I do not expect categories distinguished by letter case only, but for linksto: there might be a difference between BIOS and Bios articles, even more at Wiktionary with significant first letter.
High level plan:
- Adjust cirrussearch mapping generation to add a case-sensitive multi-field to the template property
- Run an in-place reindex across all wikis and clusters
- Adjust hastemplate keyword to utilize new case-sensitive multi-field
Adjust cirrussearch mapping generation to add a case-sensitive multi-field to the template property
- multi-fields: https://www.elastic.co/guide/en/elasticsearch/reference/current/multi-fields.html
- current mapping: https://en.wikipedia.org/w/api.php?action=cirrus-mapping-dump
- Entry point to mapping generation code: CirrusSearch\Maintenance\MappingConfigBuilder
- template field definition: ContentHandler::getFieldsForSearchIndex in mediawiki core
- factory that creates SearchIndexField instances: CirrusSearch\Search\CirrusSearchIndexFieldFactory
- concrete field class created for template field: CirrusSearch\Search\KeywordIndexField
Today the template field is defined as:
$fields['template'] = $engine->makeSearchFieldMapping( 'template', SearchIndexField::INDEX_TYPE_KEYWORD ); $fields['template']->setFlag( SearchIndexField::FLAG_CASEFOLD );
FLAG_CASEFOLD is used to tell the search engine that it should ignore case for this field. It seems like what we actually want to tell the search engine is that casefolding is convenient for default searches, but to identify a specific template requires case-sensitive matching. Whatever name is chosen to indicate this, KeywordIndexField::getMapping will need to be adjusted to recognize the flag and generate an appropriate multi-field.
Run an in-place reindex across all wikis and clusters
Adjust hastemplate keyword to utilize new case-sensitive multi-field
Adjust CirrusSearch\Query\HasTemplateFeature::parseValue to recognize whatever syntax is agreed on to trigger case-sensitive matching, returning a 'case-sensitive' property along with the current templates. Use this value in HasTemplateFeature::doGetFilterQuery to decide the appropriate field to filter on.
Just a reminder:
- The Flag needs three states:
- SENSITIVE_2ND or IGNORE1_SENSITIVE
- For hastemplate: and incategory: IGNORE1_SENSITIVE is appropriate.
- On a Wiktionary, linksto: is SENSITIVE_ALL for main namespace, but any other linksto: is IGNORE1_SENSITIVE.
- Common text search is IGNORE.
- When accessing the database tables, it is no problem at all, capitalizing first character of the title part (not namespace) will deliver IGNORE1_SENSITIVE entries.
- There are config variables indicating which page names might need SENSITIVE_ALL.
I suppose that the last remark refers to the $wgCapitalLinks and
$wgCapitalLinkOverrides configuration variables.
When querying cirrus properly honors these parameters in a way that searching for hastemplate:foo will actually search for Template:Foo on english wikipedia but Template:foo on english wiktionary.

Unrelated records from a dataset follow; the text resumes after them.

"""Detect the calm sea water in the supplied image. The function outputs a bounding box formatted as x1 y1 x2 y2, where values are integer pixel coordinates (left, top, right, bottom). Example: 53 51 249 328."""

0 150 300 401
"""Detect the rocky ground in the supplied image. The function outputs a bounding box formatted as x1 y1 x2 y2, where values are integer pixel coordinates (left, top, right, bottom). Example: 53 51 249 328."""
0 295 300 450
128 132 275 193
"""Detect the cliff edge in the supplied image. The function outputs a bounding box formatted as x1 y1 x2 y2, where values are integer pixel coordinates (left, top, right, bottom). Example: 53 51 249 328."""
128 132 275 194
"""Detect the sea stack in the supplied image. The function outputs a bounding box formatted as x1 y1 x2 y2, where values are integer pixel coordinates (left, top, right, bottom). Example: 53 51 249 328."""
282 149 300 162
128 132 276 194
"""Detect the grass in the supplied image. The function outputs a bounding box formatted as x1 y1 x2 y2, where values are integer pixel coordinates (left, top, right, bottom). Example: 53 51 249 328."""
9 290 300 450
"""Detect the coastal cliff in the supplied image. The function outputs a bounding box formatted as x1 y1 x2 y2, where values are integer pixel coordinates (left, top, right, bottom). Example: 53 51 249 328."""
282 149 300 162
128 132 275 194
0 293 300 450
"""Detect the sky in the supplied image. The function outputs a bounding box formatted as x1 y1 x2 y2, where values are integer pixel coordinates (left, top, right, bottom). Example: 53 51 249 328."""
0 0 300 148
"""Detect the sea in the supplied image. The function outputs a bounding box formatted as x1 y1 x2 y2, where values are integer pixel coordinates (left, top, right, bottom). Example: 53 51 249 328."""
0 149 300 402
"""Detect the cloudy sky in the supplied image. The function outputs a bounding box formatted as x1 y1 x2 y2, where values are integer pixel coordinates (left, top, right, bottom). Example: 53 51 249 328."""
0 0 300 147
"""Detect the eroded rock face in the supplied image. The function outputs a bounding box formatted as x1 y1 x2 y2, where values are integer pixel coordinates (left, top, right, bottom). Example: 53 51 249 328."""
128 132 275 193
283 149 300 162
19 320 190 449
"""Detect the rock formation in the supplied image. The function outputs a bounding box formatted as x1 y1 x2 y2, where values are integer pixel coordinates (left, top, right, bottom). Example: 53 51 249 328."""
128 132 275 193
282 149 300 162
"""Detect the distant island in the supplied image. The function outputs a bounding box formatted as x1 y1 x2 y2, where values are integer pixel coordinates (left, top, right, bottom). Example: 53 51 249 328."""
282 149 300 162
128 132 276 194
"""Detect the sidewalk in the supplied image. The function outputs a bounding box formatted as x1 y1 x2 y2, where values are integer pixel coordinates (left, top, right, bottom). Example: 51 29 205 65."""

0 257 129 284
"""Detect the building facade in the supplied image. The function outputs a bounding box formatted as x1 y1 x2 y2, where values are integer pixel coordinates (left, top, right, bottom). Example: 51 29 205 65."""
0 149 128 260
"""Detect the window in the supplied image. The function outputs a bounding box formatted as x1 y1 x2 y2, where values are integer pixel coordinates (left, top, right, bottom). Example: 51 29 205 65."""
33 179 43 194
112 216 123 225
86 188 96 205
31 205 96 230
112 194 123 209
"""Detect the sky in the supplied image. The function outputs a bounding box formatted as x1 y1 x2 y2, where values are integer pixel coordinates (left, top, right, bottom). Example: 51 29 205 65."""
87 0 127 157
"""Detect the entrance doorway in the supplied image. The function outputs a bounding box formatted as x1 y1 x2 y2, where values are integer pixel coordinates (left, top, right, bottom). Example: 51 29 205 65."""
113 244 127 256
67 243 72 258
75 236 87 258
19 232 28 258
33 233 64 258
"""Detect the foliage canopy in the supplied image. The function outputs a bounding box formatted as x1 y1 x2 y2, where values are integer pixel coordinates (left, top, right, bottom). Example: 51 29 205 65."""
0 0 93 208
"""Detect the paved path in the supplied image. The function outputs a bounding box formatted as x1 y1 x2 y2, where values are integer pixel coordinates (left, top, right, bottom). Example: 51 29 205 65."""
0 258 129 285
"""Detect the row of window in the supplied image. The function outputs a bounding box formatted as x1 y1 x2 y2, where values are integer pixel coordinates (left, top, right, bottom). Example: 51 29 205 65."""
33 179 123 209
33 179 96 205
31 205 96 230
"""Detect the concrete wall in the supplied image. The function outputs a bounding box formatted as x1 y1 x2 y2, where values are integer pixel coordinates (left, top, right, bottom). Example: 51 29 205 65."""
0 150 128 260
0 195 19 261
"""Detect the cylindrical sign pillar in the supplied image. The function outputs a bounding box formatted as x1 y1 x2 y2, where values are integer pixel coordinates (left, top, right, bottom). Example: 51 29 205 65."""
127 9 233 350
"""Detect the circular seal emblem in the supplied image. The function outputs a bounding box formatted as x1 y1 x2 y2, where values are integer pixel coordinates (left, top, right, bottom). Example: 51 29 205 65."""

For the indexed value a single flag is needed I think because the wiki configuration will be taken into account by CirrusSearch when searching.
Well, on a wiktionary only pages in main namespace are SENSITIVE_ALL, but templates and categories do behave like every other wiki.
On any non-wiktionary main space pages and all others are IGNORE1_SENSITIVE, afaik.
The patch will go out with the train in the last week of april (no train running next week). The reindex that allows this to work has mostly completed, a few wikis have to be re-run but will hopefully be finished at or soon after this train rolls forward.